The effect of an ideal fluid mixture on the evaporator performance of a heat pipe in microgravity

• Ideal fluid mixtures improved the heat pipe evaporator performance in microgravity.
• The mixture internal heat transfer coefficient was twice that of the pure fluid.
• The Marangoni stresses in the pure fluid were five times lower using the mixture.
• Flooding of the evaporator was greatly reduced when a mixture was used.

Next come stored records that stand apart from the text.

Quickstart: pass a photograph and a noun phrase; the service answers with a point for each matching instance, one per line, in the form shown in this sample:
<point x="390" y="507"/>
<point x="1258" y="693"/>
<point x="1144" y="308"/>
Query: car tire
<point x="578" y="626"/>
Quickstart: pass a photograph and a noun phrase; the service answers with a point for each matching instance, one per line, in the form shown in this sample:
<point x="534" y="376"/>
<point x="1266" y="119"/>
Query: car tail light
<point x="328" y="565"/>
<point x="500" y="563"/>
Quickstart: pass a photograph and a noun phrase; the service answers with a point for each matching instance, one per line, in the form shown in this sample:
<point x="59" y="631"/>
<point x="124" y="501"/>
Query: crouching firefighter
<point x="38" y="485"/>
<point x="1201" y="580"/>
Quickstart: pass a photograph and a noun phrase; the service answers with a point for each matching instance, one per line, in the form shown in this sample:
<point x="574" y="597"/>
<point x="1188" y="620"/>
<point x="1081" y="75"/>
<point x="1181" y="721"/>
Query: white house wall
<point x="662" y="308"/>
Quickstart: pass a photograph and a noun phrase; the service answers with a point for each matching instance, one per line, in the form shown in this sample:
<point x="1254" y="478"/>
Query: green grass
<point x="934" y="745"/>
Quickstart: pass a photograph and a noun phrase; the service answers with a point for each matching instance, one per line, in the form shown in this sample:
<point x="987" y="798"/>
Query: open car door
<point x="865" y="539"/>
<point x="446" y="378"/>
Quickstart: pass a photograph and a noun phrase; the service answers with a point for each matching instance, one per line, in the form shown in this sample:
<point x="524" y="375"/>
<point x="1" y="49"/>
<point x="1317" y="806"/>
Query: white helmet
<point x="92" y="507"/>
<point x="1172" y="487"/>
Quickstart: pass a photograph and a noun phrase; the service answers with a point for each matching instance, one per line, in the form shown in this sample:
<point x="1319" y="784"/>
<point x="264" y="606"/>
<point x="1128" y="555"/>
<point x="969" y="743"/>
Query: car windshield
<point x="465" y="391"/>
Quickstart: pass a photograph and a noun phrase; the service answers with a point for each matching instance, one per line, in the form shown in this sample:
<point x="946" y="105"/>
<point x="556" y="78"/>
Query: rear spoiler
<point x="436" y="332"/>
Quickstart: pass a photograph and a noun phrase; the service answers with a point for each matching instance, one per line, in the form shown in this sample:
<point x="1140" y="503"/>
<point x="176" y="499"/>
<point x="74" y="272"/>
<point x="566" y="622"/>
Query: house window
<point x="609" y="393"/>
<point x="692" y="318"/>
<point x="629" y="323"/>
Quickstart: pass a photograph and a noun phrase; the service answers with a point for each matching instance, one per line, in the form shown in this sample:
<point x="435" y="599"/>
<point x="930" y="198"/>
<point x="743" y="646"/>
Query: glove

Previous studies on wickless heat pipes showed that a temperature induced “Marangoni flow” prevents liquid from recirculating to the heater end, and therefore reduces the effectiveness of the heat pipe. Recently, several research groups used a water and alcohol mixture, with a low concentration of alcohol, resulting in better performance of the heat pipe. The alcohol/water combinations were peculiar in that for a certain composition range, the surface tension increases with increasing temperature thereby driving liquid toward the hotter end. It was believed that changing the direction of the Marangoni stress or reducing its magnitude by differential evaporation of an ideal binary mixture would also improve the performance of the heat pipe. For the first time, an ideal fluid mixture of 94 vol%-pentane and 6 vol%-isohexane was used as the working fluid in the Constrained Vapor Bubble (CVB) heat pipe experiment on the International Space Station (ISS). Using a simple heat transfer model developed in our laboratory, an internal heat transfer coefficient in the evaporator section was determined and shown to be almost twice that of the case where pure pentane was used under the same conditions. The Marangoni stress in the mixture was five times lower. Interestingly, reducing the Marangoni stress led to less liquid accumulation near the heater end and surveillance images of the device, taken at the steady state, showed that the bubble gets much closer to the heater end in the mixture case instead of being isolated from the heater by a thick liquid pool as in the pure pentane case. The proximity of the bubble to the heater wall led to more evaporation at the heater end in the mixture case, and therefore a higher heat transfer coefficient. The pressure profile calculated from the Young–Laplace equation supports the observations made from the surveillance images.